Um exemplo recente e bastante didático dessa guerra de narrativas foi a cerimônia organizada pelo governo federal para marcar o primeiro aniversário da rebelião bolsonarista de 8 de janeiro de 2023.

De início, percebe-se que o grandioso evento governista não se tornou o fato histórico marcante que seus organizadores desejavam. É fato que tudo aquilo que a máquina de comunicação do Planalto deseja divulgar sempre acaba ganhando algumas manchetes. Porém, nem de longe foi obtido o impacto histórico desejado pelo governo. Em vez de rivalizar com os acontecimentos do ano passado no imaginário coletivo e nas redes sociais, o evento do governo logrou mesmo reavivar as imagens barbáricas de janeiro de 2023 no centro cívico dos Poderes federais.

Por definição, qualquer movimento de massas é mais marcante do que uma cerimônia oficial detalhadamente planejada. Sendo assim, desde a concepção, o evento denominado “Democracia inabalada” já havia falhado no objetivo de mercar corações e mentes dos brasileiros.

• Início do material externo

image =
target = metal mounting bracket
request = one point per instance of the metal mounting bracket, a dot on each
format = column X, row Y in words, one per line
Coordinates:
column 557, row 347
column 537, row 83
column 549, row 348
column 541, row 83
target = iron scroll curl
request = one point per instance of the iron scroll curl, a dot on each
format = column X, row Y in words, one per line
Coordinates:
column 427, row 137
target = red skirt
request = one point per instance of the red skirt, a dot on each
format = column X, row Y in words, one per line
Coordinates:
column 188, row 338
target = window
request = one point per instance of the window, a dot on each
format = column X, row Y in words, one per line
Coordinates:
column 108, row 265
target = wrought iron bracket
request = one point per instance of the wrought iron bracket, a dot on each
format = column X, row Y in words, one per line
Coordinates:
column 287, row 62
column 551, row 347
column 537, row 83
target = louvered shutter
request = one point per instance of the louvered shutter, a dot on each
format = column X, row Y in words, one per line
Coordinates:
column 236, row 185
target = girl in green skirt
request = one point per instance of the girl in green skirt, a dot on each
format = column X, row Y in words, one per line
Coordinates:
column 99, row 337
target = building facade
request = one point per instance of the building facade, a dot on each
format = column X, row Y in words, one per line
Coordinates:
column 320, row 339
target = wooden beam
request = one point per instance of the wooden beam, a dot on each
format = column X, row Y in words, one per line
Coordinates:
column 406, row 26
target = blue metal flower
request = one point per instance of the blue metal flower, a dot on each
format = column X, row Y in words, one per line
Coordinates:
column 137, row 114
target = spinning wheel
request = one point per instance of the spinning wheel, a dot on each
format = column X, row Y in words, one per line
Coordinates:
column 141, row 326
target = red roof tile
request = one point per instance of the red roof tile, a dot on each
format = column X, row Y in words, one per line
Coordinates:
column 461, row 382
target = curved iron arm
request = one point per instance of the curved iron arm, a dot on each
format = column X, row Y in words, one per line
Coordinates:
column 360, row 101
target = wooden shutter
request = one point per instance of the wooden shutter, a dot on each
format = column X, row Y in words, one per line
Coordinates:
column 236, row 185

Para além de avaliar o impacto da estratégia governista, entretanto, vale refletir sobre o fato de que essa se encontra no âmbito de uma batalha de narrativas que não poderia, simplesmente, ser deixada de lado pelo campo governista.
Assim, mesmo se lançando em uma tarefa quase impossível de ser vencida, o campo governista não tinha outra opção, senão a de lutar nessa batalha midiática. Caso não apresentasse sua versão da história, devidamente marcada por celebrações públicas grandiosas, o governo deixaria a população que o apoia sem argumentos que a validassem nesse posicionamento político. Abster-se, na guerra de narrativas, equivale a perdê-la.

Prova de que a ausência equivale à derrota antecipada foi o comportamento da oposição: simultaneamente ao evento do governo, sua contraofensiva foi lançada. Deixando de lado a natureza golpista dos eventos de janeiro de 2023, os porta-vozes da direita condenaram os governistas pelo suposto uso político do ato de repúdio à rebelião bolsonarista. Trata-se, portanto, de um protesto da oposição contra o protesto do governo, que, por sua vez, se voltava contra um protesto anterior, realizado pela oposição.

Não é fácil entender e menos ainda se engajar nessa disputa de narrativas que cada vez mais se afasta da realidade concreta. Porém, o preço da abstenção é a concessão da vitória – que, antes de ser política, é moral – ao oponente, com efeitos que se tornam mais impactantes com o tempo. Ao fim e ao cabo, todos esses discursos deságuam nas urnas – onde ninguém quer sair derrotado.